O chamado homicídio emocional tem 03 requisitos para sua configuração; a) emoção violenta; b) injusta provocação da vítima; c) imediatidade entre provocação e reação. A emoção deve ser violenta intensa, absorvente, atuando o homicida em verdadeiro choque emocional; pois quem reage quase que com frieza não pode invocar o privilegio. Se existir apenas a influência da emoção, ocorre somente a atenuante prevista no art. 65, inciso II, alínea "c", do Código Penal (RT 625/267). Necessário ainda que o estado emotivo tenha-se apresentado em decorrência de injusta provocação da vítima. A potencialidade provocadora – afirma Bento de Faria – deve ser apreciada com critério relativo, tendo em vista as relações anteriores entre ambos, a educação, as circunstâncias de lugar, tempo, etc... Por mais grave que seja a provocação e que dela haja resultado violenta emoção, somente ocorrerá a causa minorante se for aquela injusta, ou seja, antijurídica ou sem motivo razoável (RJTESP 26/465; RT 429/367, 494/3762, 596/311, 620/280).
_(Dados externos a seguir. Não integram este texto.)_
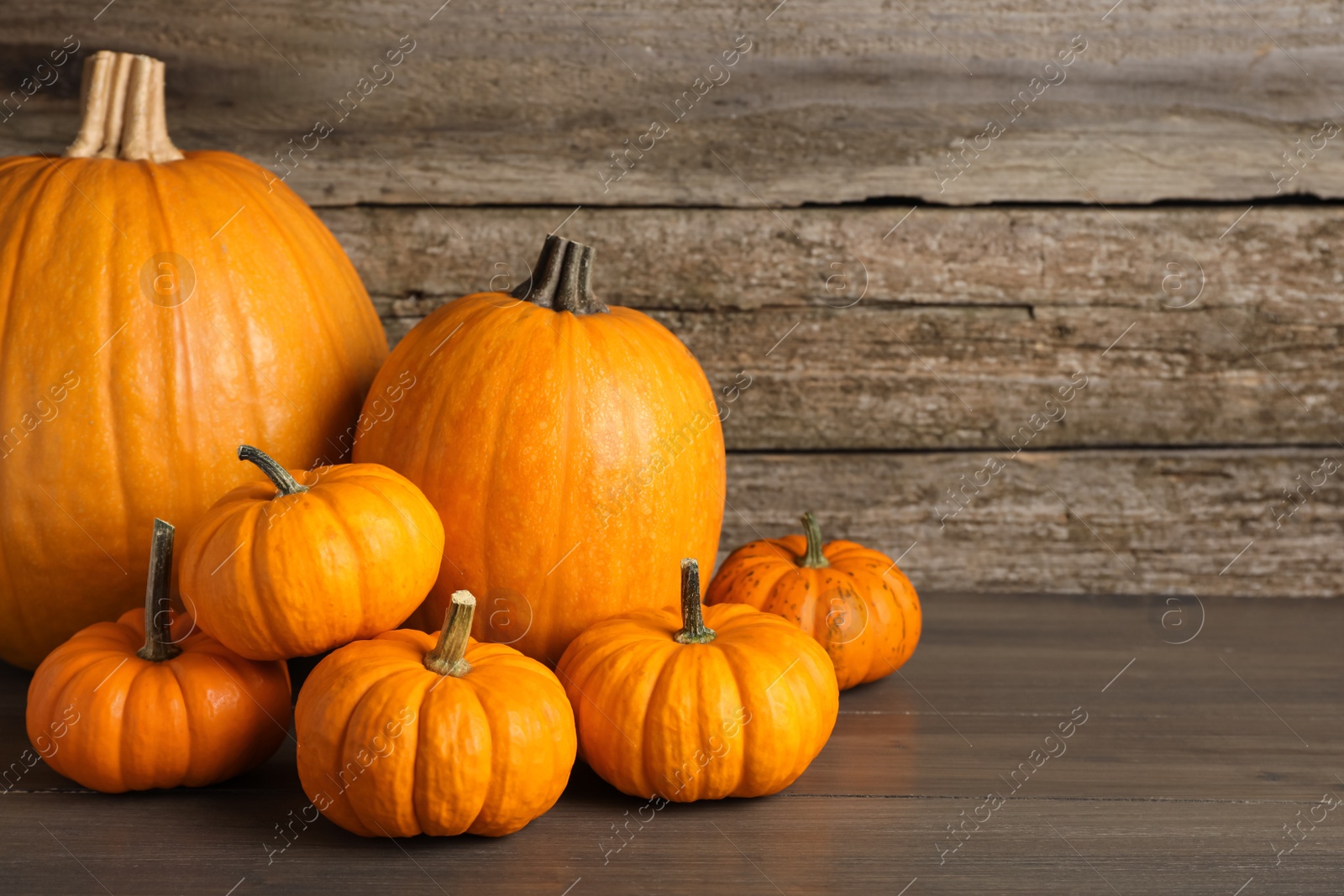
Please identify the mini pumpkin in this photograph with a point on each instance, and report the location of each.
(853, 600)
(575, 446)
(400, 735)
(156, 309)
(699, 705)
(279, 570)
(148, 701)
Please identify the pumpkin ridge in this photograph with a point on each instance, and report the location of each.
(26, 611)
(315, 291)
(649, 728)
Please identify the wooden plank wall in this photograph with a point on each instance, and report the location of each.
(913, 228)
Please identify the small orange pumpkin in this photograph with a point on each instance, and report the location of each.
(279, 570)
(853, 600)
(726, 701)
(401, 736)
(181, 710)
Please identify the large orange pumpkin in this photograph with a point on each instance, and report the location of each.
(401, 736)
(156, 309)
(699, 705)
(277, 569)
(853, 600)
(573, 449)
(150, 701)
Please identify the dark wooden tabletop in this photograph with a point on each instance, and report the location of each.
(1191, 768)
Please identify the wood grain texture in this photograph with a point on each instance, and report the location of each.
(1180, 773)
(951, 331)
(1099, 521)
(833, 102)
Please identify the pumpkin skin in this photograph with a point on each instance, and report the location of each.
(853, 600)
(390, 748)
(577, 453)
(112, 720)
(743, 715)
(279, 574)
(121, 398)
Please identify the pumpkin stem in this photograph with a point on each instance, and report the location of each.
(813, 559)
(159, 645)
(562, 278)
(447, 658)
(123, 102)
(692, 618)
(286, 484)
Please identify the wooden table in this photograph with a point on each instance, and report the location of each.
(1191, 761)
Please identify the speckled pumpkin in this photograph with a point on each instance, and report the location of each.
(853, 600)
Decidiram-se jurados e tribunais pela ocorrência de homicídio privilegiado na conduta do réu, cuja filha menor fora seduzida e corrompida por seu ex-empregador (RJTJESP 28/384, 25/487), do que fora provocado e mesmo agredido momentos antes pela vítima (RT 398/82) ou do que sofrera injúria agredido momentos antes pela vítima (RT 394/82) ou do que sofrera injúria real (RF 163/130. 112/228). Ocorre também o homicídio emocional quando o marido surpreende a mulher em flagrante adultério, eliminando-a e ao amante em evidente exaltação emocional.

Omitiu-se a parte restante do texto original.